I'd say most SPSS-psychologists who try to learn R can get the hang of reading in data and running some basic analyses.

Plots though. Unlike t-tests and correlations, there's no straightforward functions for plotting "psychology plots" in R.

What are psychology plots? Mean plots with errorbars. And moderation graphs that hide the points.

That's what I'm doing in this post, but I'm also going to sneak in some boxplots because they're damn useful (and underrated) in psychology.

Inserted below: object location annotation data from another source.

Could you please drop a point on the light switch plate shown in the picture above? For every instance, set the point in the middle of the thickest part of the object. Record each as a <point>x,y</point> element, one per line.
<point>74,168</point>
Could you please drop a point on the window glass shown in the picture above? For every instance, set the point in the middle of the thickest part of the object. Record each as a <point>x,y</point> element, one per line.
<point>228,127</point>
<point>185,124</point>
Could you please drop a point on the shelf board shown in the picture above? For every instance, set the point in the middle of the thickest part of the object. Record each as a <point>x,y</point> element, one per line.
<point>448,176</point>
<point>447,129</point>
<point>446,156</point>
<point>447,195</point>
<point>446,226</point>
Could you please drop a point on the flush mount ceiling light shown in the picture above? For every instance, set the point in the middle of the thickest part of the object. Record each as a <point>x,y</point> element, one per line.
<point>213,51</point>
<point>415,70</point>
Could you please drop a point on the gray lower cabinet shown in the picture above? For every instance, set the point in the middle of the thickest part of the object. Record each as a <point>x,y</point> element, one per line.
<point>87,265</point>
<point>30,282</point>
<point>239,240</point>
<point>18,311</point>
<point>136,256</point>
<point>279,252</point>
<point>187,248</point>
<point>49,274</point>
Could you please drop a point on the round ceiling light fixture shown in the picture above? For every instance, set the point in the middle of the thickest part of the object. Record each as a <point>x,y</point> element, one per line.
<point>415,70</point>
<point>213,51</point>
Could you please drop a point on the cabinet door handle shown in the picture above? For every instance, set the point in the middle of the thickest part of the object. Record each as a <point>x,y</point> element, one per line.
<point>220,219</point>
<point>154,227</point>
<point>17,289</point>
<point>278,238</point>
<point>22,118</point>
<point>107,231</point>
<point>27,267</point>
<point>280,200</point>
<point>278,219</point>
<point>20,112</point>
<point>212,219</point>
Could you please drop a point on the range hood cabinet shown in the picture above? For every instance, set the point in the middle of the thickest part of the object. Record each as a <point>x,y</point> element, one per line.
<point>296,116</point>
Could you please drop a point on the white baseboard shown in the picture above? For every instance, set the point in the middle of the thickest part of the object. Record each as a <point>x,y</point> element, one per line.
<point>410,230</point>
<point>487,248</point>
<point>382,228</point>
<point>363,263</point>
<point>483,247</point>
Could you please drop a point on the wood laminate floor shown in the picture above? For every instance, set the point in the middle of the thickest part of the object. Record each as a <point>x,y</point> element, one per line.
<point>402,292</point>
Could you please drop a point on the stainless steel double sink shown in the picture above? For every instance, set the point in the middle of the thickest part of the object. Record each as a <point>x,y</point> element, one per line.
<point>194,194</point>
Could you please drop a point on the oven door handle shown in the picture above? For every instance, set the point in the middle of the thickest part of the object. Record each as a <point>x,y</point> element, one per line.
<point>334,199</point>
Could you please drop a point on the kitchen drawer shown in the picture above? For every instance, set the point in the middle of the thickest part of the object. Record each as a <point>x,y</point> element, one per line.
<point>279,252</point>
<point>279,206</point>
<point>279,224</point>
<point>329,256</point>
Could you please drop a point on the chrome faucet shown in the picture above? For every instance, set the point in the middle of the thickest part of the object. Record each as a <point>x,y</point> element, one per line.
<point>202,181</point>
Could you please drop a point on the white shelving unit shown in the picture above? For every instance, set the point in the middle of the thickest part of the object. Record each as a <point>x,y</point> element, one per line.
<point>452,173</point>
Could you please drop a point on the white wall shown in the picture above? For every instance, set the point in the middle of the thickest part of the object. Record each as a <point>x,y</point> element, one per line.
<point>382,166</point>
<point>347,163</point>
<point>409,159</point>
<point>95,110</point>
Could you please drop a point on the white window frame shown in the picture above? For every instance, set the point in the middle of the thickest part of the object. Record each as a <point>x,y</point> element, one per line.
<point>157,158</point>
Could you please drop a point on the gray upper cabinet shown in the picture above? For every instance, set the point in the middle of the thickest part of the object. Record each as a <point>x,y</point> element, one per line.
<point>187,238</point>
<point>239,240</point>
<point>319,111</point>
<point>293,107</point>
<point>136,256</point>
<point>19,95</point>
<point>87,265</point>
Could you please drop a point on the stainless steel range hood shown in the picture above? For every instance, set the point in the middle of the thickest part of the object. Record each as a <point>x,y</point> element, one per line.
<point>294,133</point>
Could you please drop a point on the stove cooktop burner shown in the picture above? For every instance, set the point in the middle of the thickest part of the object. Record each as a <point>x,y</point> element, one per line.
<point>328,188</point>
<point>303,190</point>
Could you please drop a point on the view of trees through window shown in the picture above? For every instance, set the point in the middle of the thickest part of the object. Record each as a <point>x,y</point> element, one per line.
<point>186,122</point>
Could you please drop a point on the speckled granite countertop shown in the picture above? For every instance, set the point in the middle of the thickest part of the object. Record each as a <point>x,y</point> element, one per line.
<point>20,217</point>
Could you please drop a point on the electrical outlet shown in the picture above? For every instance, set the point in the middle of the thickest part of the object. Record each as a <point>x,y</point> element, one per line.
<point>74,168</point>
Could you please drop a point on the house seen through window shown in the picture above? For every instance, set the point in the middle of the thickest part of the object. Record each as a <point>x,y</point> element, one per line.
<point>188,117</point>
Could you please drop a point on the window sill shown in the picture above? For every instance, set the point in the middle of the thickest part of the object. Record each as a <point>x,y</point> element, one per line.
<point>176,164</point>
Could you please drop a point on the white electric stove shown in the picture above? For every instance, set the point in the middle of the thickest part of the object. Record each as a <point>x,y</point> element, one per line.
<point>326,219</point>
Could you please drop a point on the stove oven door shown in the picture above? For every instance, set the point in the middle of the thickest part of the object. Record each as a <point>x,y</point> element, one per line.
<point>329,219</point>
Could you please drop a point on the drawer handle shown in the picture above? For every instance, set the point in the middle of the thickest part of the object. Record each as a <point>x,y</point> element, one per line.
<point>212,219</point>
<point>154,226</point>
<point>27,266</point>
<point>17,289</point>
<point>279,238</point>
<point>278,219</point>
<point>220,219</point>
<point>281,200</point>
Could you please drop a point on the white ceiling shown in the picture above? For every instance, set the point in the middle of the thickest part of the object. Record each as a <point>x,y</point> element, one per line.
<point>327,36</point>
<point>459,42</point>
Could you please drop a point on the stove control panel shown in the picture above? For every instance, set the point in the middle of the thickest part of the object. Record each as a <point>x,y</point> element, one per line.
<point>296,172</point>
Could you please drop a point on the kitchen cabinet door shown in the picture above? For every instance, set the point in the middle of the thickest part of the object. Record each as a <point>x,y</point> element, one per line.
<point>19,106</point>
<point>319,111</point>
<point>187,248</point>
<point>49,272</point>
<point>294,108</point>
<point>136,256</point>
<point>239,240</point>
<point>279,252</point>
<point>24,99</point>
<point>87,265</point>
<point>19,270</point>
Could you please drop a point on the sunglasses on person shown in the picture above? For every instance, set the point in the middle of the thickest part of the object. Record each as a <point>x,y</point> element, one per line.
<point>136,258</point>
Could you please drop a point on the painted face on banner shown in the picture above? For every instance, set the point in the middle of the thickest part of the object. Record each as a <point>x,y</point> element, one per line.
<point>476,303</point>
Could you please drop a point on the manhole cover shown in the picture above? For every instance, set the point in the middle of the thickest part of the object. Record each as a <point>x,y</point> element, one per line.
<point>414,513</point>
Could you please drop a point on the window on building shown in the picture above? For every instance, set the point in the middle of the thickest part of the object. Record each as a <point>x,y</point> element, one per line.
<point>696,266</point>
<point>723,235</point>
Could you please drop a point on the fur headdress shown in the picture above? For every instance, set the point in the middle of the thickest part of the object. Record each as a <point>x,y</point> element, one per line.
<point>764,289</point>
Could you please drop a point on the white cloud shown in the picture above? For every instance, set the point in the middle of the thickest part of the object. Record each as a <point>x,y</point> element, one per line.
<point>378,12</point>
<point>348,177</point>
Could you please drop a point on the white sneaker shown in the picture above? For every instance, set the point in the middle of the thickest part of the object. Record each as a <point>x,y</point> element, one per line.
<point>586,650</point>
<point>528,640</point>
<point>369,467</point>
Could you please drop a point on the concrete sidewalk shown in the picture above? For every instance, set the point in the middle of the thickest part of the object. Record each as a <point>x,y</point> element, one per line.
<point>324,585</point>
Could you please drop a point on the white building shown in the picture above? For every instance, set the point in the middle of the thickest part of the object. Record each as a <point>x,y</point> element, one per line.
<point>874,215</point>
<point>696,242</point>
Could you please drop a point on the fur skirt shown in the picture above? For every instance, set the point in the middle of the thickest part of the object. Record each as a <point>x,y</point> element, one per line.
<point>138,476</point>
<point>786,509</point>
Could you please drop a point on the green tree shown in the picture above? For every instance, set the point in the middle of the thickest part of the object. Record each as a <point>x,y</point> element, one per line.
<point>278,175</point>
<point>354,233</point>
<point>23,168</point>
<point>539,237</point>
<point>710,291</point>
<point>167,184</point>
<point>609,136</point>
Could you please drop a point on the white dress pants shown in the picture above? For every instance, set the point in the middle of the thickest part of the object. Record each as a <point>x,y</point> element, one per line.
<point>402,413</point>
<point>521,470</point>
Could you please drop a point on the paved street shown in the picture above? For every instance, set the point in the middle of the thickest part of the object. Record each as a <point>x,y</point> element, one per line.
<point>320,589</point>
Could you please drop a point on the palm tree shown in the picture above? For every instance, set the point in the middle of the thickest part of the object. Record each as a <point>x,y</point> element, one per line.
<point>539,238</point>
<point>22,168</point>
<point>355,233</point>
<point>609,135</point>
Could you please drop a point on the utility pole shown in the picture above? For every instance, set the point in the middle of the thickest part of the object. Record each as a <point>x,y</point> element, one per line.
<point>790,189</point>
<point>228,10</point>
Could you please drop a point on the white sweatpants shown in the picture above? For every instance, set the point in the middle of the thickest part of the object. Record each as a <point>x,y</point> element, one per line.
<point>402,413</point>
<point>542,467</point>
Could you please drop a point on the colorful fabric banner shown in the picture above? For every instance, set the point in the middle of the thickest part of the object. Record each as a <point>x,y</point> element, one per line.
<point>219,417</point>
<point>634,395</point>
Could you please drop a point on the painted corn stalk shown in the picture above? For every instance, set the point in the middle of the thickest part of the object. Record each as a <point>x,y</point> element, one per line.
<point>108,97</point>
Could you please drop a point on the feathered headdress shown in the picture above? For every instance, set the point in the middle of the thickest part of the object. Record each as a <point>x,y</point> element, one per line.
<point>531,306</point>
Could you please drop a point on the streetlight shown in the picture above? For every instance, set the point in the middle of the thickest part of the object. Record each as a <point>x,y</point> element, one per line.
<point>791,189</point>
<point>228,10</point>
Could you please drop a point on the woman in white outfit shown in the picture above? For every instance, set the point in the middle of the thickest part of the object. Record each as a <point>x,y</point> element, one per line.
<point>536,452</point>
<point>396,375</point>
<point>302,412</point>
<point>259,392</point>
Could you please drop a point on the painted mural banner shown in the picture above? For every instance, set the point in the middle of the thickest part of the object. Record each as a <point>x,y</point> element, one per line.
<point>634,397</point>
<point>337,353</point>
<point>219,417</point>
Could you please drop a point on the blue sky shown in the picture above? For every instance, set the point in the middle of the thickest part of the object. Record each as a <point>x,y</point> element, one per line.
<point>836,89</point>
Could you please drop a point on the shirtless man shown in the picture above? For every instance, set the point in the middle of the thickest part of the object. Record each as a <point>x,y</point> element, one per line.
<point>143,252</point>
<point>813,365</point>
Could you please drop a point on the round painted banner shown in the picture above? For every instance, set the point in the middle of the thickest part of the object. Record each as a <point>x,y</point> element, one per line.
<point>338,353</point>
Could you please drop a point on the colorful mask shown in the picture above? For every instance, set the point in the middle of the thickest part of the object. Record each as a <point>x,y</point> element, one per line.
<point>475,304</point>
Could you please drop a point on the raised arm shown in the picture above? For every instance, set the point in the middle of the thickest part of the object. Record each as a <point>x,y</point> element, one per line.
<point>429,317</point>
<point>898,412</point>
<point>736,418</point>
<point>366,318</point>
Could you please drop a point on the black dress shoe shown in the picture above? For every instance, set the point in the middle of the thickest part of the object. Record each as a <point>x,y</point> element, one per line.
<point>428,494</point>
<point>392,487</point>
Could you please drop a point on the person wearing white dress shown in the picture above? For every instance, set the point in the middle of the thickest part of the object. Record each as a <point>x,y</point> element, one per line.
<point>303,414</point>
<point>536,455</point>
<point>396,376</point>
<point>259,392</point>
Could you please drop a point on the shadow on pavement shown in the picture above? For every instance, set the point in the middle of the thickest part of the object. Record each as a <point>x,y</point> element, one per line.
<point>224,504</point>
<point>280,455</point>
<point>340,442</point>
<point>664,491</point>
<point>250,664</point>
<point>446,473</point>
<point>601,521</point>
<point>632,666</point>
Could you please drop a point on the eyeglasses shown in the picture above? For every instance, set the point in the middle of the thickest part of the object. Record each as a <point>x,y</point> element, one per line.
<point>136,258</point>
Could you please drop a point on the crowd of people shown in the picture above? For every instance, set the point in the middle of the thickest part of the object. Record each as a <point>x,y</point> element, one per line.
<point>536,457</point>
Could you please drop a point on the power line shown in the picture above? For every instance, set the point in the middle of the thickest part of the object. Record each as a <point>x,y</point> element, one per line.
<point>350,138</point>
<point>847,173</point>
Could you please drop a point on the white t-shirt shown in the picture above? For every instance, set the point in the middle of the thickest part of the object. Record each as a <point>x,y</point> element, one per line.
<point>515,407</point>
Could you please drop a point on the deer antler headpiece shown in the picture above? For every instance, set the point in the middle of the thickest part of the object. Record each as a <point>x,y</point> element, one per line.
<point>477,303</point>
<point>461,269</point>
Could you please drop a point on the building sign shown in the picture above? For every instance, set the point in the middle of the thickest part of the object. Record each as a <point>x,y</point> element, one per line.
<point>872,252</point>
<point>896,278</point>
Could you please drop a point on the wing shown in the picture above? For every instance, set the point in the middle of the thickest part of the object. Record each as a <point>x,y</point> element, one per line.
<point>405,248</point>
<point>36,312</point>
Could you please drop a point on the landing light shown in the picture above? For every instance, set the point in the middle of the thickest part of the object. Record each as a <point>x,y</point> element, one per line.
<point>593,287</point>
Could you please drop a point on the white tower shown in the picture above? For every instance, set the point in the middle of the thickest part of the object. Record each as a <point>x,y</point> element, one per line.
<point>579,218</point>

No SPSS in this post. Maybe later.

First, here's how you fake data.

set.seed(1)
faked <- data.frame(factor1 = rep(x = LETTERS[1:2],
                                  each = 50),
                    factor2 = rep(x = LETTERS[3:4],
                                  each = 25,
                                  times = 4),
                    outcome = c(rnorm(n = 25, mean = 4, sd = 1),
                                rnorm(n = 25, mean = 2, sd = 1),
                                rnorm(n = 25, mean = 4, sd = 1),
                                rnorm(n = 25, mean = 5, sd = 1))
)

Now here's a trusty boxplot for Factor 1.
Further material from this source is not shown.